Manion, formerly a General Motors auto worker dabbling in military souvenirs for some extra bucks, said goodbye to the assembly line in the early 1970s. Despite an isolated location and little capital investment, Manion began drumming up interest by selling catalogs to prospective clients.
Today, Manion publishes five catalogs every six weeks with photographs, descriptions, and minimum bid amounts for about 100,000 auction lots. Among the offerings: A wedding sword belonging to Adolf Hitler's deputy Hermann Goering (final bid a few years ago: $67,000). Just last month, the daughter of an American Korean War hero auctioned his Medal of Honor at Manion's for $10,500, considerably above her minimum price of $5,000.
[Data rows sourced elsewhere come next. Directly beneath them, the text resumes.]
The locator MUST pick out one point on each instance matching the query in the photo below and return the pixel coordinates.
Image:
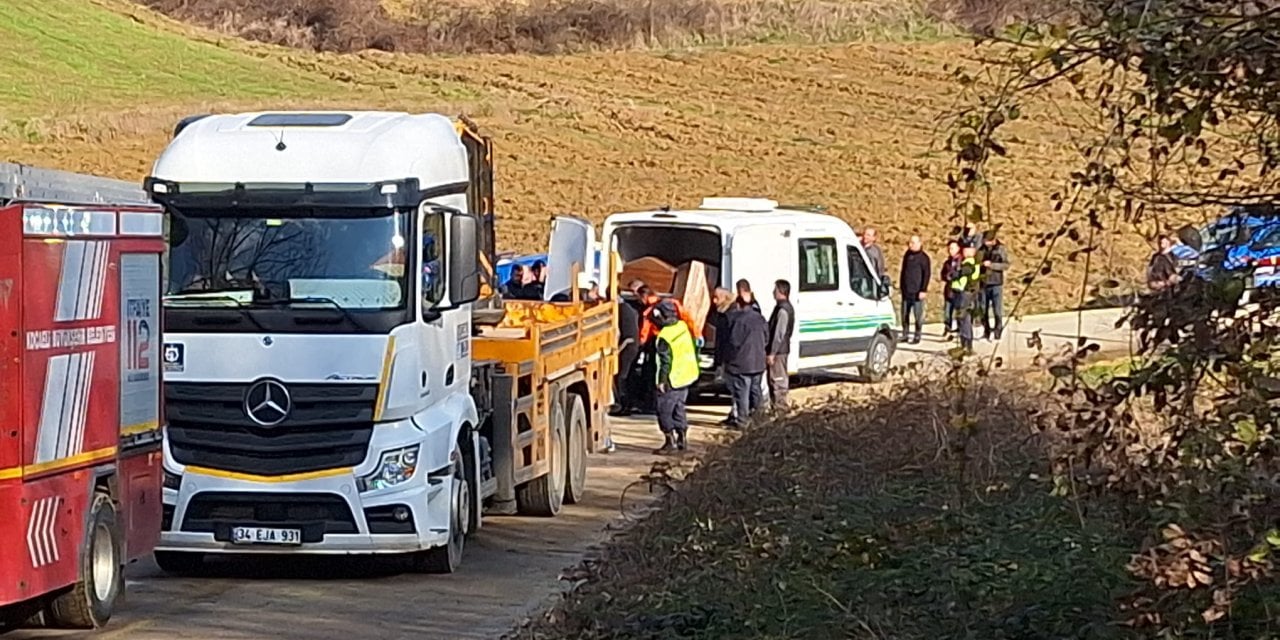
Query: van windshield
(350, 261)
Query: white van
(844, 314)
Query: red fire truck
(80, 401)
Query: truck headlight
(396, 466)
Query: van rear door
(571, 251)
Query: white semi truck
(341, 375)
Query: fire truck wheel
(545, 494)
(448, 558)
(575, 485)
(101, 577)
(181, 563)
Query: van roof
(727, 213)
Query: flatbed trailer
(551, 368)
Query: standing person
(914, 282)
(874, 255)
(950, 272)
(1162, 268)
(782, 323)
(746, 297)
(725, 305)
(649, 329)
(629, 350)
(995, 263)
(965, 289)
(745, 365)
(970, 236)
(676, 373)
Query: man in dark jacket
(915, 284)
(993, 261)
(782, 323)
(746, 361)
(629, 348)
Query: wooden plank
(659, 275)
(693, 291)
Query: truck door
(572, 242)
(832, 321)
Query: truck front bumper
(330, 513)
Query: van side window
(819, 264)
(433, 269)
(860, 278)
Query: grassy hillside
(96, 86)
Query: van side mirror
(464, 269)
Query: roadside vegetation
(562, 26)
(850, 521)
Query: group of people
(972, 279)
(658, 357)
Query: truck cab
(844, 314)
(321, 273)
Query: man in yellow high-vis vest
(677, 371)
(964, 289)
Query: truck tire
(101, 576)
(880, 353)
(544, 496)
(575, 456)
(181, 563)
(448, 558)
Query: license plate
(261, 535)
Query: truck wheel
(544, 496)
(181, 563)
(448, 558)
(575, 481)
(878, 356)
(101, 576)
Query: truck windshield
(353, 263)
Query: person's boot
(667, 447)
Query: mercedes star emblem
(268, 402)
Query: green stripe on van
(844, 324)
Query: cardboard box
(657, 274)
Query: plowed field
(849, 127)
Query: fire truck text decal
(41, 540)
(69, 338)
(64, 410)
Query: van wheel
(575, 483)
(878, 356)
(101, 577)
(448, 558)
(545, 496)
(181, 563)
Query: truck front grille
(329, 426)
(315, 513)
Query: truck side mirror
(464, 270)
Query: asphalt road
(511, 566)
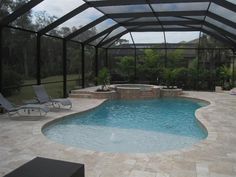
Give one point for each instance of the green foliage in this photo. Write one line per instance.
(13, 79)
(103, 78)
(224, 73)
(125, 67)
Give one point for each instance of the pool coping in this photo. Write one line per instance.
(22, 140)
(202, 122)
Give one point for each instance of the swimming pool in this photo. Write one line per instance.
(134, 126)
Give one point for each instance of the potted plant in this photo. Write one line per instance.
(224, 74)
(103, 79)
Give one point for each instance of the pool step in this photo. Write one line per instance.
(147, 94)
(80, 92)
(80, 95)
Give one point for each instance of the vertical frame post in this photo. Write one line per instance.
(1, 60)
(64, 58)
(106, 62)
(38, 53)
(96, 63)
(135, 65)
(83, 65)
(233, 71)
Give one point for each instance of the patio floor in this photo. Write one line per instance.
(21, 140)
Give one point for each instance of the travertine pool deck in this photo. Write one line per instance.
(21, 140)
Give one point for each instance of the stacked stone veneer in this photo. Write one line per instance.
(129, 93)
(137, 93)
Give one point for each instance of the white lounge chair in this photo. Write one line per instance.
(27, 109)
(43, 98)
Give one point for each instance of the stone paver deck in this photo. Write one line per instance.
(21, 140)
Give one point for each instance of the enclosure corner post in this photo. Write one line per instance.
(135, 65)
(96, 63)
(83, 66)
(1, 61)
(233, 72)
(106, 62)
(38, 58)
(64, 58)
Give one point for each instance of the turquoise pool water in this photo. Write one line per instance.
(140, 126)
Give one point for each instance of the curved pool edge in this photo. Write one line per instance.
(198, 114)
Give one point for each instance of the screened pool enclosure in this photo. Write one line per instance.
(63, 44)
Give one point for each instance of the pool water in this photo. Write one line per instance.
(137, 126)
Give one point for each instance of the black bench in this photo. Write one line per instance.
(43, 167)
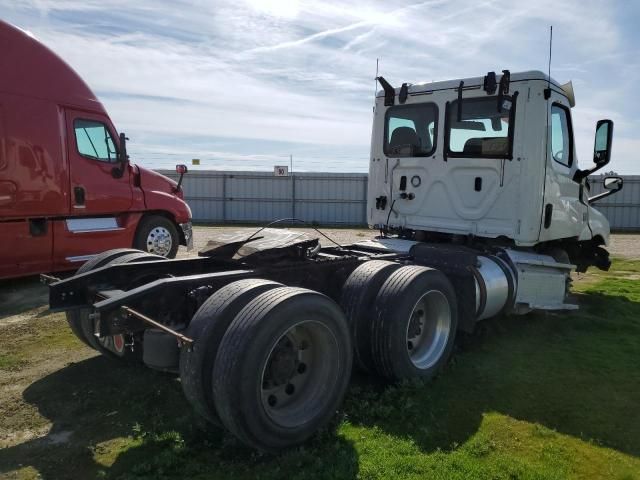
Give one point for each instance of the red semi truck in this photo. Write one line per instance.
(67, 189)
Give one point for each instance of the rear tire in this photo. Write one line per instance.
(358, 295)
(157, 235)
(207, 327)
(282, 368)
(415, 323)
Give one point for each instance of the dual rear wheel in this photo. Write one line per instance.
(272, 363)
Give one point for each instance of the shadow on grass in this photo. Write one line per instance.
(574, 373)
(117, 421)
(21, 295)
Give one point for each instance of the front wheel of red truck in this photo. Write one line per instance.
(157, 235)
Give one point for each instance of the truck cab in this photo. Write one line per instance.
(488, 158)
(67, 188)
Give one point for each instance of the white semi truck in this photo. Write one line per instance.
(475, 187)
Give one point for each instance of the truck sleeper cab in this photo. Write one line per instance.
(477, 221)
(470, 158)
(67, 189)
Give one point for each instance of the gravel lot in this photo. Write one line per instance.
(622, 245)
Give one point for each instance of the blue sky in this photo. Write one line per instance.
(243, 84)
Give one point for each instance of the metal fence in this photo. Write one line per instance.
(260, 197)
(333, 198)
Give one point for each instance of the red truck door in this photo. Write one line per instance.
(93, 159)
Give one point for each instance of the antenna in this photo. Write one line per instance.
(547, 92)
(375, 84)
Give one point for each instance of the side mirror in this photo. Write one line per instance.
(602, 144)
(181, 170)
(611, 185)
(601, 149)
(123, 158)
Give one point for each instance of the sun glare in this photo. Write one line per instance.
(275, 8)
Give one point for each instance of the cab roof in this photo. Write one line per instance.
(472, 82)
(29, 68)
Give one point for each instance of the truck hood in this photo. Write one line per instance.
(160, 194)
(154, 181)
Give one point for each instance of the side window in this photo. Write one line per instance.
(94, 140)
(482, 129)
(561, 135)
(410, 130)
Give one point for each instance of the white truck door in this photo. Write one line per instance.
(470, 184)
(565, 212)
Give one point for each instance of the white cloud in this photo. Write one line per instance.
(301, 72)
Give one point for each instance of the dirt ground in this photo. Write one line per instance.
(25, 325)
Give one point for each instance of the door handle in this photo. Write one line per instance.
(78, 193)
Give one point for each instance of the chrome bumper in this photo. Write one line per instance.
(187, 229)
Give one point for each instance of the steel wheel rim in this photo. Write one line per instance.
(428, 329)
(159, 241)
(302, 365)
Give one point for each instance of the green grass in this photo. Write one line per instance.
(535, 397)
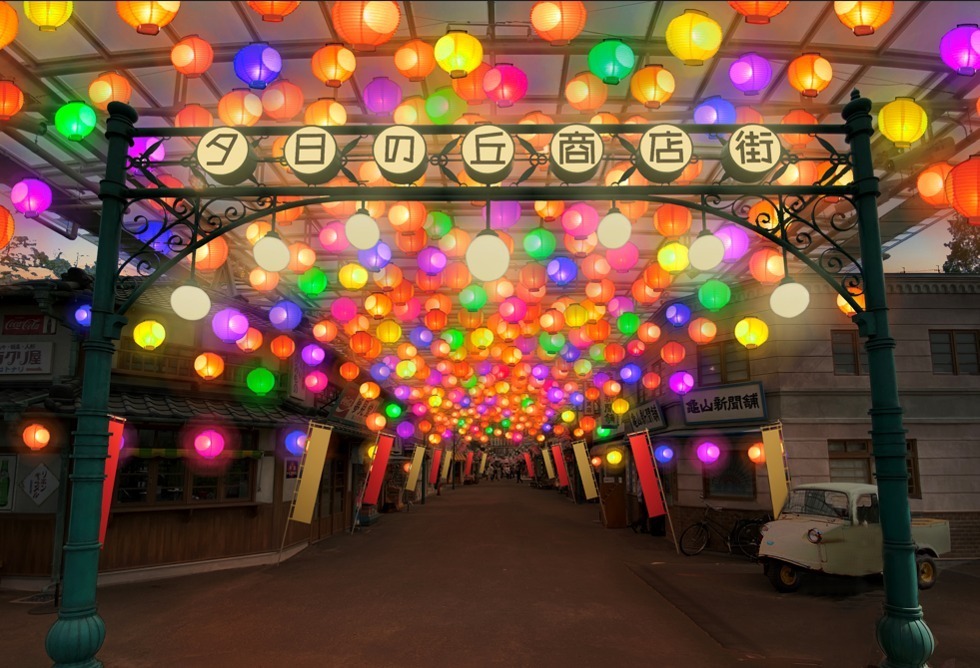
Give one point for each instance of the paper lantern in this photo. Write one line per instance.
(240, 107)
(31, 197)
(273, 11)
(586, 92)
(652, 86)
(333, 64)
(810, 74)
(693, 37)
(149, 334)
(209, 366)
(963, 189)
(902, 121)
(147, 16)
(193, 116)
(505, 84)
(415, 60)
(750, 73)
(958, 49)
(611, 60)
(759, 13)
(75, 120)
(558, 22)
(751, 332)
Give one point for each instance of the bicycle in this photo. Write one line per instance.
(744, 536)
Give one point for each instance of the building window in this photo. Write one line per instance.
(722, 363)
(955, 351)
(851, 461)
(850, 357)
(731, 478)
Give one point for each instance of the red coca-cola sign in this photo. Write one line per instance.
(27, 325)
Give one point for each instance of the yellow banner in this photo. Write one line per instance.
(311, 470)
(584, 469)
(416, 470)
(772, 442)
(549, 468)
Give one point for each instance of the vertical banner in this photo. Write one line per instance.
(376, 475)
(111, 464)
(416, 470)
(308, 483)
(560, 465)
(530, 464)
(643, 460)
(548, 468)
(584, 469)
(772, 443)
(434, 473)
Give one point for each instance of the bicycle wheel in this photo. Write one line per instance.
(748, 537)
(694, 539)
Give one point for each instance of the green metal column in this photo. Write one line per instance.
(77, 635)
(902, 633)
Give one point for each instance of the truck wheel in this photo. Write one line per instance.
(925, 570)
(785, 577)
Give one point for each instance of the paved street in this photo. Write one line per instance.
(499, 575)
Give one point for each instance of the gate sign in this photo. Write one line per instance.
(576, 151)
(751, 152)
(401, 154)
(311, 152)
(665, 150)
(225, 154)
(488, 154)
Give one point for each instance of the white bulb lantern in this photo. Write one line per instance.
(487, 256)
(789, 299)
(706, 252)
(271, 253)
(190, 302)
(362, 231)
(614, 229)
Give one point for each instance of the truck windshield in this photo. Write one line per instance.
(817, 502)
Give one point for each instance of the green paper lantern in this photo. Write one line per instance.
(628, 323)
(260, 381)
(312, 282)
(473, 297)
(75, 120)
(540, 243)
(444, 106)
(714, 295)
(438, 225)
(611, 60)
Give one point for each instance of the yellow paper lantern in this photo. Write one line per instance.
(902, 121)
(693, 37)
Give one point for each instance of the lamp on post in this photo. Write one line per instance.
(902, 633)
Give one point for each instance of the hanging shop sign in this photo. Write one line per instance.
(743, 402)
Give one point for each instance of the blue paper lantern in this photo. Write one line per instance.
(257, 65)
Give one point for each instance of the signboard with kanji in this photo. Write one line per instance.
(743, 402)
(25, 358)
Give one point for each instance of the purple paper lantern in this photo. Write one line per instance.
(736, 242)
(285, 315)
(313, 354)
(229, 325)
(681, 382)
(431, 260)
(376, 257)
(960, 49)
(503, 214)
(382, 95)
(31, 197)
(750, 74)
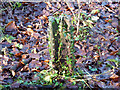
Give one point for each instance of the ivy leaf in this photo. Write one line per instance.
(92, 69)
(95, 11)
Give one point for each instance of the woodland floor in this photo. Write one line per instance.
(25, 39)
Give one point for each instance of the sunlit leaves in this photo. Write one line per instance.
(9, 38)
(20, 46)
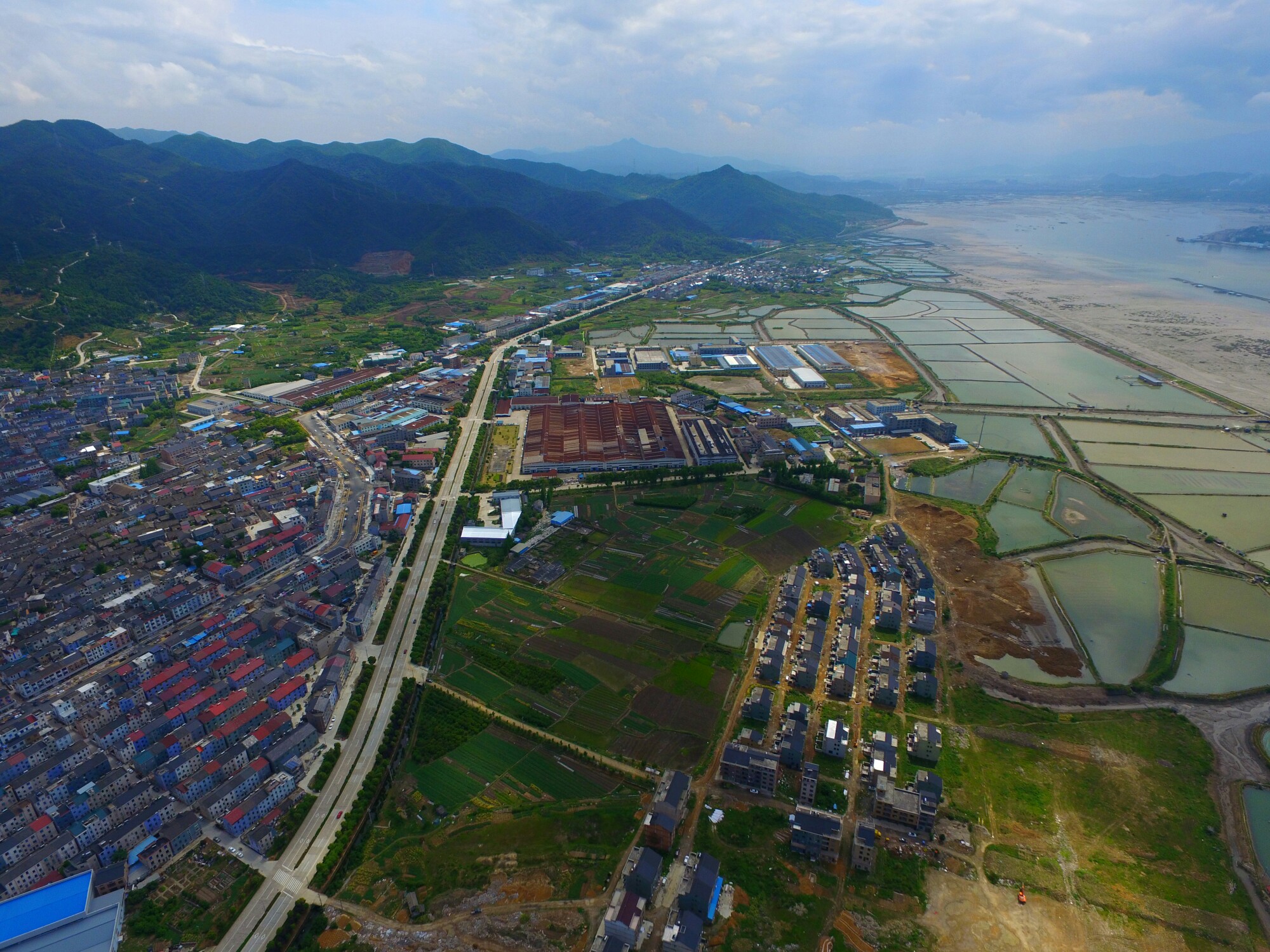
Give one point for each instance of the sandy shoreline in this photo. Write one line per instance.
(1221, 345)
``We consider ourselves the Wall Street of collectibles,'' Manion says, explaining that the auction process ``helps develop a fair market value.'' He also publishes a booklet of the prices paid at previous auctions to guide sellers in setting subsequent bids.
Minimum bids in a current catalog include $3,500 for the uniform of an Italian fascist, Field Marshall, and $600 for a 19th-century reproduction of a medieval helmet. Many smaller items, such as a Soviet propaganda flag ($60), sell for less than $100.
The auction house sells each year about 200,000 pieces, bringing in $5 million to $10 million, up about three fold from the mid-1980s, Manion says. Of this amount, he keeps roughly 25 percent in commissions - 10.5 percent to 15 percent from the seller and 7.5 percent to 18 percent from the buyer. And bids come in from all over the world.
Since collectors do not know what others have bid, Manion reduces high bids to 5 percent above the next highest bid as a safeguard to his customers.
Just about anything military is fair game as far as Manion is concerned, except for human parts such as skulls. He is also reluctant to trade in Nazi concentration camp uniforms.
The growing popularity of military collectibles has also enriched collectors and veterans. ``All militaria is a super duper investment,'' Manion claims, an avid collector himself who keeps two Japanese World War II flags as well as a spiked German helmet hanging in his office. ``In all the years I've been involved in the business, I've never seen a down trend.''
George Petersen, owner of National Capital Historical Sales in Springfield, Va., the nation's largest military collectible store, says that Manion may be a bit too rosy in his outlook. For example, Mr. Petersen cites collectors of Soviet military collectibles as big losers once Communism's fall brought a flood of the USSR's collectibles to the market. ``What used to be really rare became very common,'' says Petersen, who knows a dozen collectors who lost considerable money as a result.
Another pitfall is the frequent fakes that appear on the market. Aggressive new capitalists in Russia and the former East Bloc are pumping out duplicate medals by the thousands, and unscrupulous United States and West European firms also frequently try to market reproductions as authentic.
Experts say that reliable dealers are the best way to detect well-crafted reproductions. Manion has a staff of 10 experts to authenticate his goods, in addition to about 40 others who handle the business administration.
Inside these halls of wars past, Manion also stocks posters of smiling Girl Scouts, vintage Barbie dolls and robot toys. The Americana section is an increasingly important offshoot of the auction house. Manion attributes his expansion into other items to his time at General Motors. ``I learned my lessons there; we diversified,'' he says.